Looking ahead, Indiana needs to explore partnerships with automakers, unions and higher education institutions to encourage retention of employees who might willingly exit the auto industry workforce or be displaced as part of the EV transition, according to the EV Product Commission’s 2023 report.

At the same time, new workers will be needed to fill these jobs as Indiana’s workforce continues to age out of the labor market.

“We’ve been talking about our education system and workforce issues in our state over the past few years, and now we’re officially bringing in this particular sector that is important to our state’s economy into those conversations,” Hamilton said. “This publication will start a lot of conversations over the next few months, and we hope to come up with budget and policy recommendations.”

Fears remain

As the UAW strike rolls on, concerns remain in Indiana about potential layoffs in the short term and potential job losses in the future as the switch to electric vehicles accelerates.

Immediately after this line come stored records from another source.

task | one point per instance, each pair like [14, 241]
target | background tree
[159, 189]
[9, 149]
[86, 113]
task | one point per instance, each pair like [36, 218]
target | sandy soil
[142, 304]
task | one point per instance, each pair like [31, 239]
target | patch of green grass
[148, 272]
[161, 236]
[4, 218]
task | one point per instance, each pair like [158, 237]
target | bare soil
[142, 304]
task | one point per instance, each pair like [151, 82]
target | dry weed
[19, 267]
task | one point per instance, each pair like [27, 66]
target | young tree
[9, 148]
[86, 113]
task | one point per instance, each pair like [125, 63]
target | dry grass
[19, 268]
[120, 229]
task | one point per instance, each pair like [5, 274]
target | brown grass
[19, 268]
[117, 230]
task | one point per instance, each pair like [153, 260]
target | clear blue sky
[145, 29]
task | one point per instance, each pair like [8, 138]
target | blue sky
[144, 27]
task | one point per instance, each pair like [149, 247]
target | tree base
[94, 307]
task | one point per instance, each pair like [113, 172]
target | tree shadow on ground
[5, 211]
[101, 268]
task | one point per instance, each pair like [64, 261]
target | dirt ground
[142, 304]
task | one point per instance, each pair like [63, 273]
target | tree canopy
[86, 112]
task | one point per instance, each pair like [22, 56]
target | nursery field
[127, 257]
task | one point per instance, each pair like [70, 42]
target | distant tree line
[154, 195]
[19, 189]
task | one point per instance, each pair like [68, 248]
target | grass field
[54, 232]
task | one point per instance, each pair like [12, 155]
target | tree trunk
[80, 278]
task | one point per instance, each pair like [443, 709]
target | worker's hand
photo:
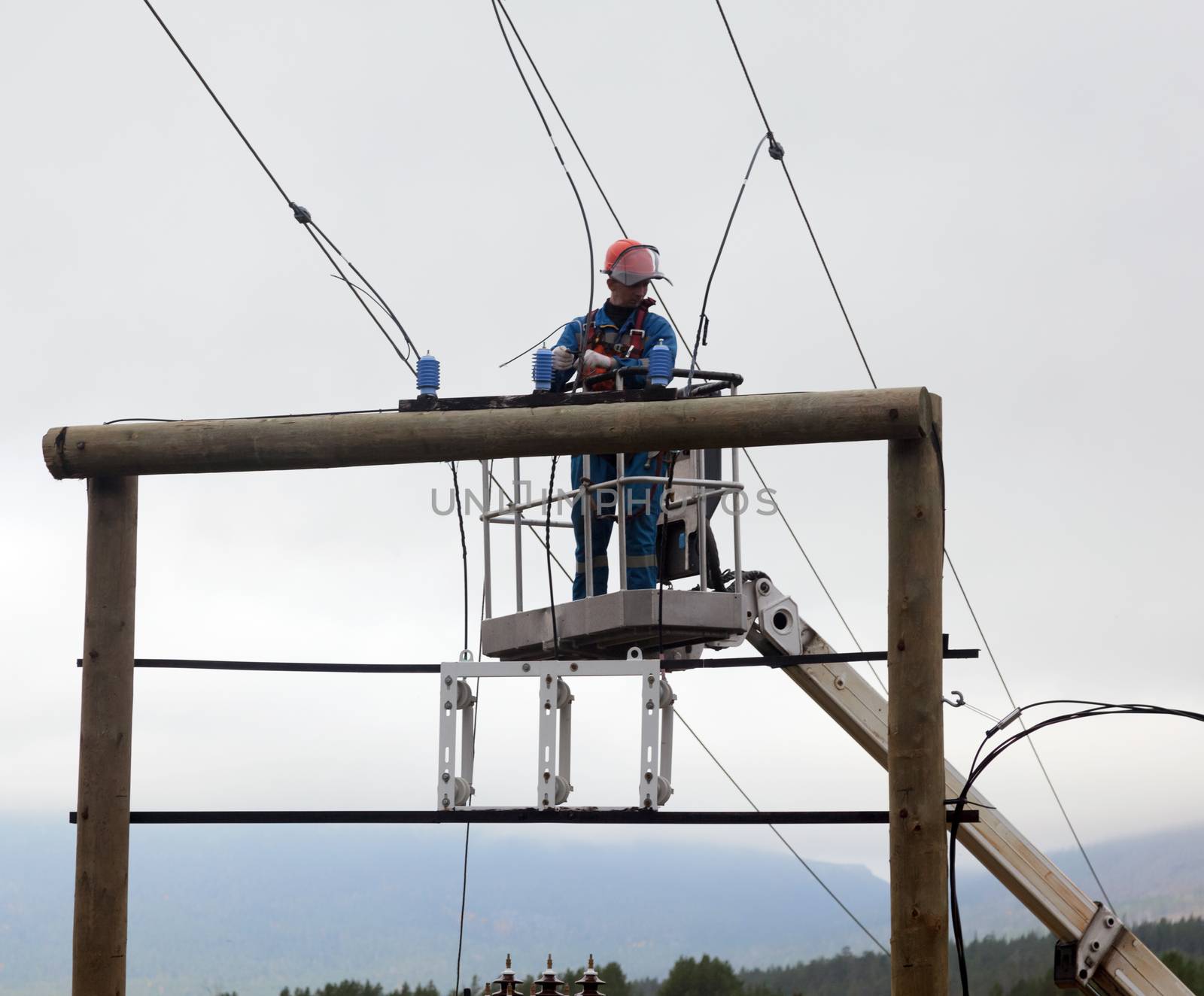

This week marked the second month of the strike, and while none of the 13,000 UAW members in Indiana had been called to join the picket lines as of midday Wednesday, that could change in an instant. UAW President Shawn Fain said last week that leadership is “prepared at any time” to call on more local unions to walk out.

Such actions already have prompted layoffs at some Indiana plants, and those impacts could become deeper and more severe if the UAW strikes at Hoosier facilities.

“A strike at one of the plants could definitely have some downstream or even upstream impact to some of the plants in Indiana,” said Alan Amici, president of the Center for Automotive Research, a Michigan-based not-for-profit that researches the auto industry.

Over the past 20 years, advances in automation have reduced the amount of labor required for both gasoline and electric vehicles, Amici said. Electric vehicles contain about 30% fewer parts than do vehicles with internal-combustion engines, leading auto executives to conclude that EV factories will require 30% to 40% fewer workers than gasoline-vehicle production facilities.

Concerns about a shrinking workforce also were among the driving factors in the UAW’s decision to strike.

In addition to calling for unionization at EV plants, the UAW, which has seen declining membership over the past 20 years, is seeking cost-of-living increases, retirement benefits for new hires and a 32-hour work week.•

The Associated Press contributed to this report.